Но выясняется, что и не мне. Он повесил трубку и наступает на Лору, по-прежнему с ружьем в руках.

— Ты и этот крысеныш из коттеджа, — говорит он в приступе пьяной проницательности. — Этот грязный учителишка. Конечно! Вот с кем ты трахаешься!

Лора вырывает ружье у него из рук и бросает в дальний конец холла. То ли при воспоминании о ее предполагаемой неверности, то ли при виде своего драгоценного ружья, царапающегося о плиты пола, Тони окончательно теряет контроль над собой. Он хватает ее за горло и начинает трясти, ударяя головой о перила. Она пытается что-то сказать мне, но тщетно. Я выпускаю из рук «Веселящихся крестьян», потому что надо что-то делать, и картина, кувыркаясь на разные лады, скатывается вниз по лестнице. Тони оборачивается на шум и наконец замечает меня. Он тупо смотрит на меня с открытым ртом, продолжая держать Лору за горло.
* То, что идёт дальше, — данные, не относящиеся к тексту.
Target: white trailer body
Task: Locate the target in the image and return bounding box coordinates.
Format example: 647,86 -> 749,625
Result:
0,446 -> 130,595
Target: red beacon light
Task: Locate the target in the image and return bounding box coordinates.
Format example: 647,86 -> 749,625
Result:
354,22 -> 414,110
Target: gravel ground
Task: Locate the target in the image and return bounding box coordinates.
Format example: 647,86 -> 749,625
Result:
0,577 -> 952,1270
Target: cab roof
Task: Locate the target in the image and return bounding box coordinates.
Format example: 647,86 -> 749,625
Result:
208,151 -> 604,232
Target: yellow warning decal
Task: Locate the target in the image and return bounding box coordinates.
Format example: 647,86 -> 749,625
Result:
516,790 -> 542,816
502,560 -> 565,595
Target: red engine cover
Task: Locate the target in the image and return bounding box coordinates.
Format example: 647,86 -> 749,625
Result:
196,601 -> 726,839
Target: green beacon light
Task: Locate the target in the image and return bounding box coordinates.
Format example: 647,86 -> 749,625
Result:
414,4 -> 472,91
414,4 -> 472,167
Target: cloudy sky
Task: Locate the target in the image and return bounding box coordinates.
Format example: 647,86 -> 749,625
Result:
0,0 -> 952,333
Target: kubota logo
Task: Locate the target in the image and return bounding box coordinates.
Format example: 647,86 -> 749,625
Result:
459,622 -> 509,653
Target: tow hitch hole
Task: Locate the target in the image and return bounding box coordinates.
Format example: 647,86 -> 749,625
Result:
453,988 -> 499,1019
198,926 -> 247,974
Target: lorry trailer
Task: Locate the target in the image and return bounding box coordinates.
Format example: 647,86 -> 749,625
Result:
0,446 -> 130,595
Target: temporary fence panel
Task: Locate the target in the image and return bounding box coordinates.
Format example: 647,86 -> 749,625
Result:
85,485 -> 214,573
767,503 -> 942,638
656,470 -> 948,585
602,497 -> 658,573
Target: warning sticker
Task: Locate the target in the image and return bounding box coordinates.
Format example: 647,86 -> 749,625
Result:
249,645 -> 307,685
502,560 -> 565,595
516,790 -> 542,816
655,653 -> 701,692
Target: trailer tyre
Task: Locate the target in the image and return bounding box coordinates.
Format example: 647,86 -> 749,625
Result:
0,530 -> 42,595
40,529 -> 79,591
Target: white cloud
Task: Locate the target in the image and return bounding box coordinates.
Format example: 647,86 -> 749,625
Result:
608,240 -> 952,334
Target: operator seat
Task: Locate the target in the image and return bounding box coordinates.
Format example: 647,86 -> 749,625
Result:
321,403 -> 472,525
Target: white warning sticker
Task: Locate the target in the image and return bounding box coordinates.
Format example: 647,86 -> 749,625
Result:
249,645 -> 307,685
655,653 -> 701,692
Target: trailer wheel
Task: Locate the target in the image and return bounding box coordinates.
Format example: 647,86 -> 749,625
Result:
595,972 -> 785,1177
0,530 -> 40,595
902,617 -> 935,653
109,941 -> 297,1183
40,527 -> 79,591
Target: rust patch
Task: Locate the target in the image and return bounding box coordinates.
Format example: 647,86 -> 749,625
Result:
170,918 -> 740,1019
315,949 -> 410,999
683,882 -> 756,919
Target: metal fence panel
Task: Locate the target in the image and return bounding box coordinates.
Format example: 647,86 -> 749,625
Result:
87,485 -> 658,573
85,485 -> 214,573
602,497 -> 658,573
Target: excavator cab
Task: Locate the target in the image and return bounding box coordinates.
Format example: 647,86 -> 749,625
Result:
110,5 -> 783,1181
На несколько секунд мы застываем без движения. Затем он бросает Лору на пол и с диким видом озирается вокруг, очевидно, желая понять, куда она зашвырнула ружье, но у меня нет ни малейшего желания проверять свою гипотезу. Я бросаюсь вниз по лестнице, одной рукой подхватываю Лору, другой — картину, и каким-то чудом мы все оказываемся на улице, в ночной тьме. Я лихорадочно начинаю развязывать шнур, скрепляющий заднюю дверцу «лендровера». Лора издает нечто вроде предупреждающего хрипа — она по-прежнему не в состоянии говорить после хватки Тони, который снова вооружился ружьем и пытается перебраться через собак на крыльце. Тони спотыкается, ночную тьму разрывает грохот выстрела, и первый заряд уходит в пустоту — благодаря собакам. Я бросаю картину в «лендровер» и захлопываю багажник, а затем наклоняюсь и наскоро сооружаю из упаковочного шнура узел, чтобы удержать багажник в закрытом положении. Краем глаза я вижу, что Тони встает на ноги и выпрямляется. Я инстинктивно пригибаюсь, когда он стреляет во второй раз, и чувствую, как заряд дроби рассекает воздух рядом с моей головой, обжигая затылок.
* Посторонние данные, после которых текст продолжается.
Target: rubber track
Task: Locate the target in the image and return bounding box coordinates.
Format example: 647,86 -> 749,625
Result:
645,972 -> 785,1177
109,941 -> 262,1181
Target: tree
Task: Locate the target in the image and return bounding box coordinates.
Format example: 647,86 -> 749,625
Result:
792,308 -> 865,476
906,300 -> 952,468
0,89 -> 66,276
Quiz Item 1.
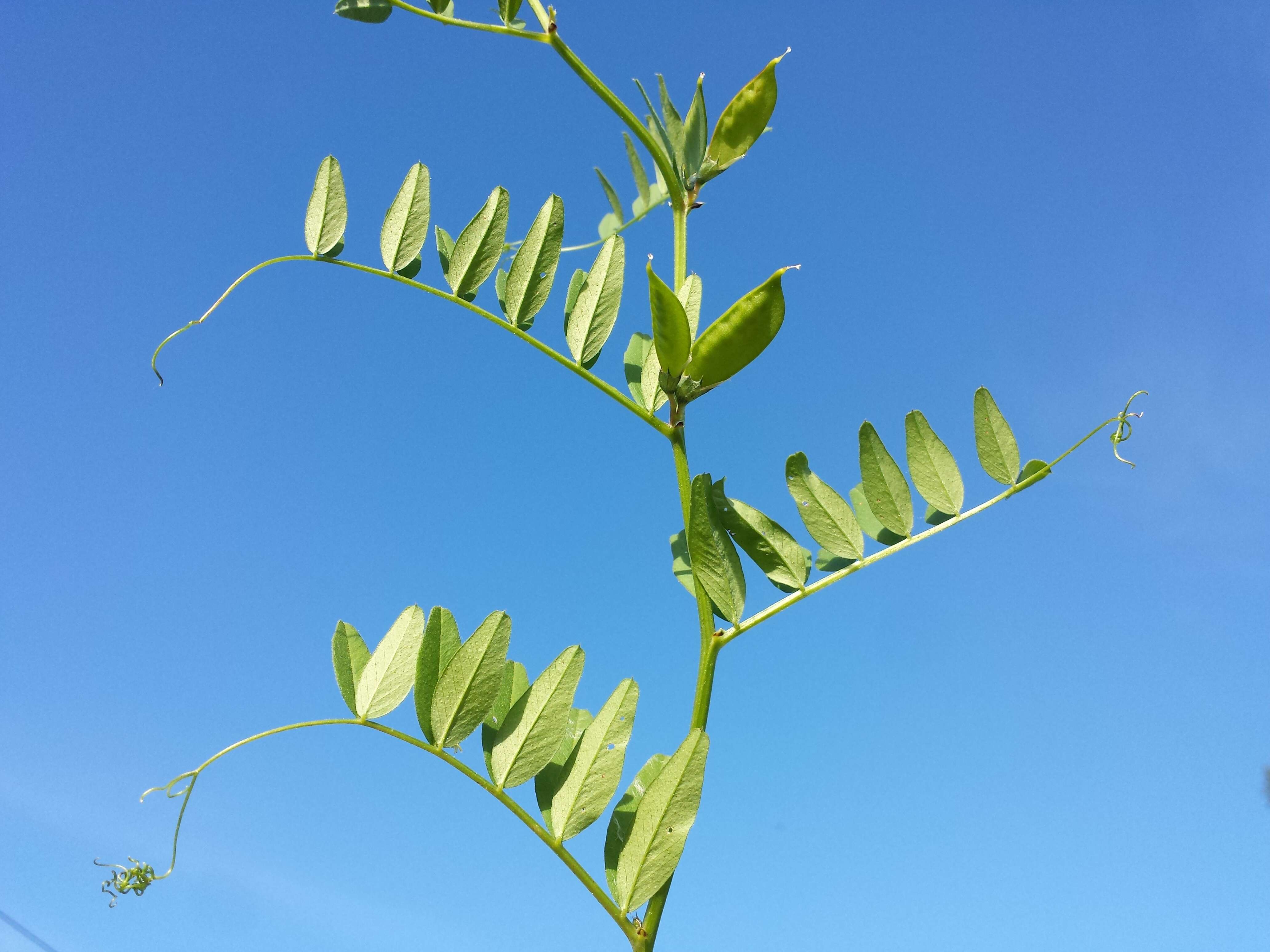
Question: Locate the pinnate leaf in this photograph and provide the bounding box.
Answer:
[357,605,424,720]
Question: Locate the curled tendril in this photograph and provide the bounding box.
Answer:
[100,764,198,909]
[1111,390,1147,466]
[93,857,162,909]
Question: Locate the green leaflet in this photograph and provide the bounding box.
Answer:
[674,273,701,340]
[634,80,679,180]
[688,472,745,625]
[785,453,865,571]
[622,334,669,413]
[701,50,789,181]
[490,645,587,788]
[494,268,508,315]
[305,157,348,255]
[433,225,455,279]
[671,529,726,621]
[904,410,965,515]
[926,505,956,526]
[480,661,529,779]
[335,0,393,23]
[498,0,523,27]
[503,196,564,330]
[622,333,653,410]
[356,605,424,721]
[681,268,790,396]
[683,72,707,180]
[850,482,904,546]
[533,707,594,839]
[713,480,812,592]
[414,605,462,744]
[974,387,1019,486]
[564,235,626,368]
[330,622,371,716]
[646,261,692,387]
[613,730,710,915]
[815,548,857,573]
[605,754,671,902]
[622,132,650,208]
[860,420,913,536]
[657,72,683,166]
[446,185,510,301]
[380,162,432,272]
[432,612,512,748]
[1019,459,1052,486]
[542,678,639,840]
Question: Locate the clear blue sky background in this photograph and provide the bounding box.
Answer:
[0,0,1270,952]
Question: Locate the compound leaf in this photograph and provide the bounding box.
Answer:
[686,268,790,394]
[305,155,348,255]
[414,605,462,744]
[613,728,710,915]
[904,410,965,515]
[432,612,512,748]
[974,387,1019,486]
[504,196,564,330]
[330,622,371,716]
[544,678,639,840]
[564,235,626,368]
[688,472,745,625]
[490,645,587,788]
[380,162,432,273]
[785,453,865,571]
[860,420,913,536]
[357,605,424,721]
[446,185,510,301]
[714,480,812,592]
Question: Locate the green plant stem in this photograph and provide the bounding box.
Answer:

— Скорей! — хрипит Лора. — Он перезаряжает!

К тому моменту, когда он снова готов стрелять, мы уже далеко. Стекло за моей спиной покрывается трещинами, однако «лендровер» это не останавливает, и мы едем по ухабам, стукаясь головами о крышу салона и ощущая себя в безопасности, окруженные знакомой вонью и испарениями бензина. Бешеный лай собак сопровождает нас с обеих сторон. Перед поворотом на дорогу я чувствую под колесами последнее препятствие и вижу, как одна из собак, кувыркаясь, подобно цирковому акробату, улетает во тьму. Но мне некогда обращать на это внимание, потому что я ощупываю рукой влажное пятно у себя на затылке.

— Возьми он на пару дюймов левее… — говорю я, рассматривая кровь у себя на ладони.

— Или жми еще пару секунд… — шепчет Лора, ощупывая горло.

Однако у нас, похоже, все в порядке. И уже второй раз за вечер мы летим по склону холма навстречу своему счастью.

Лесок… Дорога на Лэвенидж… Бизи-Би…

К Лоре постепенно возвращается голос.

— Не надо было мне оставлять на столе бутылку джина, — хрипит она.

Она вновь ощупывает шею, а затем приподнимает свитер, чтобы рассмотреть ребра. Но на этот раз мне некогда даже повернуть голову в ее сторону, потому что мне наконец удается сопоставить все факты.

Упаковочный шнур и удушение. Той идиллической весной 1565 года Филипп II приказал: дабы не дать еретикам возможность умереть мученической смертью, их надлежит казнить в полночь прямо в камерах. Несчастных связывали так, что голова оказывалась между колен, и медленно топили в лоханях с водой.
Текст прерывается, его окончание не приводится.